Last February, Reporters Without Borders released its first-ever thematic report on organized crime, the main source of physical danger for journalists since the end of the Cold War. Produced with the help of our correspondents and specialists in several continues, that report underlined how difficult it is for the media to investigate the criminal underworld’s activities, networks and infiltration of society. Aside from covering bloody shootouts between rival cartels, news media of any size usually seem ill-equipped to describe organized crime’s hidden but ubiquitous presence.
Paraguay, which a Reporters Without Borders representative visited from 3 to 10 July, is a good example of these problems. Overshadowed by Brazil and Argentina, its two big neighbours in the Southern Common Market (Mercosur), it has long received one of the world’s worst rankings in Transparency International’s corruption index. It is also a major way station in the trafficking of cocaine from the Bolivian Andes to the Southern Cone.

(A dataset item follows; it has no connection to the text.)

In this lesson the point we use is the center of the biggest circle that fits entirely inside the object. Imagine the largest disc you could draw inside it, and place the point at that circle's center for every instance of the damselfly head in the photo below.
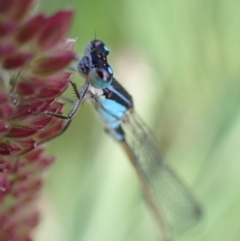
(97, 46)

While the level of violence is not as high as in Mexico, Colombia or some Central American countries, the persistent corruption, judicial impunity and influence of mafia activity on political and business activity prevent the media and civil society from playing a watchdog role. Although elections brought about a real change of government for the first time in 2008, Paraguay is still struggling to free itself from the code of silence and complicity that prevailed during the decades of dictatorship and affects the media as well. This was clear from interviews with journalists, observers and state officials in Asunción and Concepción, in the border cities of Ciudad del Este and Encarnación, and the Argentine border city of Posadas.